By Mazy Ryder-Allison

During the 2014 season Team Sky was on fire, a great black skidmark carving its way around the countryside, dragging a multi-coloured peloton in its wake. 

Team Sky had it all, the Italian dream machines, the slick black kit, a massive bus. They even had their own mattresses. And they had those helmets. Lids of the kind no one had seen before. They were smooth, rounded off, and they had a back reminiscent of a Lamborghini disappearing off into the distance.

They were helmets from a different mould, literally. And everybody wanted one. Of course these being made by Kask, an Italian brand in both style and chronic disregard for any sense of urgency, it was more than a year before the general public got so much as a look in. 

Fast forward a couple of years and the Protone remains one of the most advanced helmets on the market. The flattering looks have garnered many admirers, even if they are based in the pretence of practicality. That smooth profile is supposed to aid streamlining and ergo aid riding efficiency, while the vents have been created to provide maximum airflow over the head.
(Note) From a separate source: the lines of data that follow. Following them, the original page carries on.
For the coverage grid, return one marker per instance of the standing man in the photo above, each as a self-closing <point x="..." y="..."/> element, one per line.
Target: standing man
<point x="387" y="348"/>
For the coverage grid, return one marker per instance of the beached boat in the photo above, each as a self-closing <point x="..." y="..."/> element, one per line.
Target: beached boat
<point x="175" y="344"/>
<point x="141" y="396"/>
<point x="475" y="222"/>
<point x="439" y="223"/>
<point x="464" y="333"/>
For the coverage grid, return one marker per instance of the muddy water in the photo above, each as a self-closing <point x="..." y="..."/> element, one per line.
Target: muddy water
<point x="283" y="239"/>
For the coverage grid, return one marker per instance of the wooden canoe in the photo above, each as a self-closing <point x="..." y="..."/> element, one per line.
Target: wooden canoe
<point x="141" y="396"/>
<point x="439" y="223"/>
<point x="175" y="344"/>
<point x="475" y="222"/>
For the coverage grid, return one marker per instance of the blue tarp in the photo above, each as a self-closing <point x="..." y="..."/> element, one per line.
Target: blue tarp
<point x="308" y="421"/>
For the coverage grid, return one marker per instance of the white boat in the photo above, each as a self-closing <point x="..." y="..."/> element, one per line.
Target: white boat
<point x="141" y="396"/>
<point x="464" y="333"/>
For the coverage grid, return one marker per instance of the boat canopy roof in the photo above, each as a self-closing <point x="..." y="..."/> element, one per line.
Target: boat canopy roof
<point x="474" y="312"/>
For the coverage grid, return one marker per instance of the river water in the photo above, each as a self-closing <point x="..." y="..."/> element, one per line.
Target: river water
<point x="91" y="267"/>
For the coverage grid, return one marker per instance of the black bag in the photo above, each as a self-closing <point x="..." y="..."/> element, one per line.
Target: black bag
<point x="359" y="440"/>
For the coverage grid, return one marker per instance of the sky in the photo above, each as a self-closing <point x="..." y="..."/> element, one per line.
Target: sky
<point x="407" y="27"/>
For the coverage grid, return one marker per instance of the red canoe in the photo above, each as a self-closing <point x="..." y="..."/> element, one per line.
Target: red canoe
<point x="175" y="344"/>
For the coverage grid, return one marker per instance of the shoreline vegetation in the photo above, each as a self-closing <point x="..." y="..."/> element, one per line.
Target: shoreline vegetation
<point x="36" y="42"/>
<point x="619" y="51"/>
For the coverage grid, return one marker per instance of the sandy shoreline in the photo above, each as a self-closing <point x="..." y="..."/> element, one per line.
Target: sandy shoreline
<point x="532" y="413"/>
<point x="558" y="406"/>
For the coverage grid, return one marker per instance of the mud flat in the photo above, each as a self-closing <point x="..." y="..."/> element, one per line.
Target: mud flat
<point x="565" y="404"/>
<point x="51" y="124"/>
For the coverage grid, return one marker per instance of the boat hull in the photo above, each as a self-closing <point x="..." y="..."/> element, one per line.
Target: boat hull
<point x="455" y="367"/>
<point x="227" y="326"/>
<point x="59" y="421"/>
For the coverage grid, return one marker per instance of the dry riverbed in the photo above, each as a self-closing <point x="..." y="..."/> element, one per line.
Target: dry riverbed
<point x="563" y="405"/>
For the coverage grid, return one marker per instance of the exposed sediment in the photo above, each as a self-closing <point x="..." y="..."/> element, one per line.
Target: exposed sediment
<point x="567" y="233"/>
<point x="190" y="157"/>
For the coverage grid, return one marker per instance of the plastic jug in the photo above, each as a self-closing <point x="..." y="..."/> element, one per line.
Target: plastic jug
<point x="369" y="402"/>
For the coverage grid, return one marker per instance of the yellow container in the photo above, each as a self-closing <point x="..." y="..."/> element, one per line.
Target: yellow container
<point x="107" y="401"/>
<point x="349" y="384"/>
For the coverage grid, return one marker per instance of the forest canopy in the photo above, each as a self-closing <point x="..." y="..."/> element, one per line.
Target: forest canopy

The two holes above each temple provides the perfect garage for your glasses.  

Male riders have embraced the Protone, and so have women, so much that Kask have promised a women's-specific version.
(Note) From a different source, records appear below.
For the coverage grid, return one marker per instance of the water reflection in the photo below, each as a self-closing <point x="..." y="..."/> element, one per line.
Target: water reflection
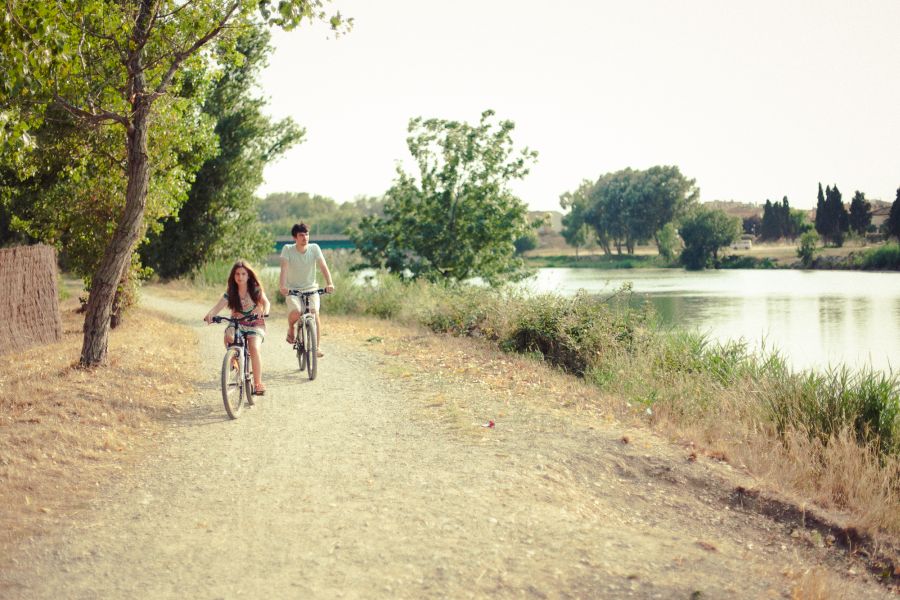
<point x="814" y="318"/>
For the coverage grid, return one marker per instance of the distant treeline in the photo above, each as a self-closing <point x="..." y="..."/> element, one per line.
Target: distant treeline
<point x="278" y="212"/>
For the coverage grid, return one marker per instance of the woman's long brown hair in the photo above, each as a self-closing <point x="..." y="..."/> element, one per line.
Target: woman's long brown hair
<point x="254" y="286"/>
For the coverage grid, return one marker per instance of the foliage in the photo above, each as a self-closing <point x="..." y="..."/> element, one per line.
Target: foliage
<point x="860" y="213"/>
<point x="745" y="261"/>
<point x="576" y="231"/>
<point x="280" y="211"/>
<point x="704" y="232"/>
<point x="73" y="198"/>
<point x="218" y="220"/>
<point x="458" y="219"/>
<point x="893" y="222"/>
<point x="832" y="220"/>
<point x="808" y="248"/>
<point x="780" y="221"/>
<point x="886" y="257"/>
<point x="630" y="206"/>
<point x="669" y="242"/>
<point x="116" y="65"/>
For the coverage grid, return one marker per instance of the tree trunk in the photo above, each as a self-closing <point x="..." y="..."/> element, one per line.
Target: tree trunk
<point x="117" y="256"/>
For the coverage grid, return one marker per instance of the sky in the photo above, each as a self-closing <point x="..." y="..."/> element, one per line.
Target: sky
<point x="754" y="100"/>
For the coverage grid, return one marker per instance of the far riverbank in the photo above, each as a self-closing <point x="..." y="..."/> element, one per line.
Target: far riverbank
<point x="763" y="256"/>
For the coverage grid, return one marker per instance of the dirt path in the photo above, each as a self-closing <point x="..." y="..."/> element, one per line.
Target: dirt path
<point x="364" y="483"/>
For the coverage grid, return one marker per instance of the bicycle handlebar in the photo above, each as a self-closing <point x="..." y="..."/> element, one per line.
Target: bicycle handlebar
<point x="237" y="320"/>
<point x="319" y="291"/>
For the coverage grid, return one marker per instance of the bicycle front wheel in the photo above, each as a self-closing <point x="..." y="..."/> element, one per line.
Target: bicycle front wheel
<point x="232" y="382"/>
<point x="249" y="388"/>
<point x="300" y="346"/>
<point x="312" y="360"/>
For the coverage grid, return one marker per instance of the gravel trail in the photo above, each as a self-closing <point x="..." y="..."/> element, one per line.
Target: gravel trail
<point x="345" y="488"/>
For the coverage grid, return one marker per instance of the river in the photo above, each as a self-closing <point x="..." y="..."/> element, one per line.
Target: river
<point x="814" y="318"/>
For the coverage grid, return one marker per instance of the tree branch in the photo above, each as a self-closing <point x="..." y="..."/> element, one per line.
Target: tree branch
<point x="181" y="56"/>
<point x="92" y="117"/>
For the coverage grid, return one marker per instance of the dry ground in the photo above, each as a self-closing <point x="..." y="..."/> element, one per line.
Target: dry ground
<point x="381" y="479"/>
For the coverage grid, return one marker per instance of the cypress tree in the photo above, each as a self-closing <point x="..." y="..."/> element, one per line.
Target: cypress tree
<point x="860" y="213"/>
<point x="893" y="222"/>
<point x="820" y="212"/>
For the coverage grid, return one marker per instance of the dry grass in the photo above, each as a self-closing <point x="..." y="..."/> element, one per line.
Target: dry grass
<point x="66" y="430"/>
<point x="817" y="584"/>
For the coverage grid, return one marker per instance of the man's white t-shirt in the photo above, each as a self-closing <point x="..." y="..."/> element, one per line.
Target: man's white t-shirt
<point x="301" y="267"/>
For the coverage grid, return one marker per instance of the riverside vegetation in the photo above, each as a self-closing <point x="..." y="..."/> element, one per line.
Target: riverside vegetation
<point x="830" y="437"/>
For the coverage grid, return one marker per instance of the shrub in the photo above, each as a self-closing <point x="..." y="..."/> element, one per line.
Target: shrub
<point x="886" y="257"/>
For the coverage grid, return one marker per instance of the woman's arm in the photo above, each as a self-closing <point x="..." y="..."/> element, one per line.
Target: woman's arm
<point x="215" y="309"/>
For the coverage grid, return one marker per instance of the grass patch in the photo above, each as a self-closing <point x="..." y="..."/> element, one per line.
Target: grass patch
<point x="64" y="430"/>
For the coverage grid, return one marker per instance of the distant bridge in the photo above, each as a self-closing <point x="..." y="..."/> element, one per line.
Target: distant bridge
<point x="326" y="241"/>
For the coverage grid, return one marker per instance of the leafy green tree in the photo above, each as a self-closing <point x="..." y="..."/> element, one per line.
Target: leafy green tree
<point x="219" y="220"/>
<point x="808" y="248"/>
<point x="576" y="231"/>
<point x="893" y="222"/>
<point x="629" y="207"/>
<point x="770" y="228"/>
<point x="114" y="64"/>
<point x="860" y="213"/>
<point x="704" y="232"/>
<point x="669" y="242"/>
<point x="458" y="219"/>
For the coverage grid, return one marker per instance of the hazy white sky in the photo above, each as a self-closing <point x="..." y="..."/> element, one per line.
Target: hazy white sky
<point x="754" y="100"/>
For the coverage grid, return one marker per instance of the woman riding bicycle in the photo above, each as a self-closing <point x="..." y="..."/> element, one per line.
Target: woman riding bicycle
<point x="247" y="299"/>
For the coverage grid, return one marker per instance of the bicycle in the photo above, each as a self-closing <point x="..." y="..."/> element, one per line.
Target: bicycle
<point x="305" y="341"/>
<point x="237" y="369"/>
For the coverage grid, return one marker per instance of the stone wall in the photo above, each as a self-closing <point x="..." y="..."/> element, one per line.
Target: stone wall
<point x="29" y="306"/>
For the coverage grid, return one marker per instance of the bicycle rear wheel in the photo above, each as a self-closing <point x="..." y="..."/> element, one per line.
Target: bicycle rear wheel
<point x="232" y="382"/>
<point x="312" y="361"/>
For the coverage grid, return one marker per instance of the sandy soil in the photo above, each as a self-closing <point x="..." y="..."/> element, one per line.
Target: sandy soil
<point x="370" y="483"/>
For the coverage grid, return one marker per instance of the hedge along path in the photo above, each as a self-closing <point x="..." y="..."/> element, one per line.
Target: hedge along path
<point x="379" y="479"/>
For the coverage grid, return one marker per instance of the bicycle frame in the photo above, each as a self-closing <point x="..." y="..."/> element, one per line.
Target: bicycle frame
<point x="240" y="341"/>
<point x="305" y="333"/>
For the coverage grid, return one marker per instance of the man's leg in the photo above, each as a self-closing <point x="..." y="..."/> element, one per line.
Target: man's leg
<point x="292" y="321"/>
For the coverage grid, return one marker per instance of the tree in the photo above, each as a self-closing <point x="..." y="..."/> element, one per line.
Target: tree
<point x="668" y="240"/>
<point x="704" y="232"/>
<point x="219" y="217"/>
<point x="770" y="228"/>
<point x="893" y="222"/>
<point x="821" y="216"/>
<point x="457" y="219"/>
<point x="628" y="207"/>
<point x="752" y="225"/>
<point x="860" y="213"/>
<point x="113" y="65"/>
<point x="576" y="230"/>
There's something about a Kask Protone that makes it a particularly pleasing object to wear on your head. t about 258g for a medium, it's not the lightest helmet out there, although it is close. But it is among the most comfortable I have worn. It feels reassuringly well seated on the head, too. The real clincher, however, is those looks, and that's with a lid designed for men. 

If you're after the women's version, you could be waiting a while yet - Kask announced this in the summer of 2016 but at the time of writing in early 2017 there hasn't been so much as a sniff of it.

Don't let this put you off. The male version is so capable and attractive that you have to wonder what they could do to a women's version to make it any more suitable. Should you wait, though? This is after all a high-end helmet with a high-end price tag, what if the women's version is a better fit? 

In answer to that I can only draw on my own experience. This is probably the most comfortable helmet I have worn, and I'm wearing the men's. It is comfortable both physically and mentally. You just know that you're wearing the best-looking helmet available.

So if I were you I wouldn't wait. Right now the Protone is the best looking and performing helmet out there for women, even if it was designed for men.

Summary: At last cycling helmet that you don't feel a fool in. The Protone performs both in features and stunning looks, I can't think of a bad thing to say about it.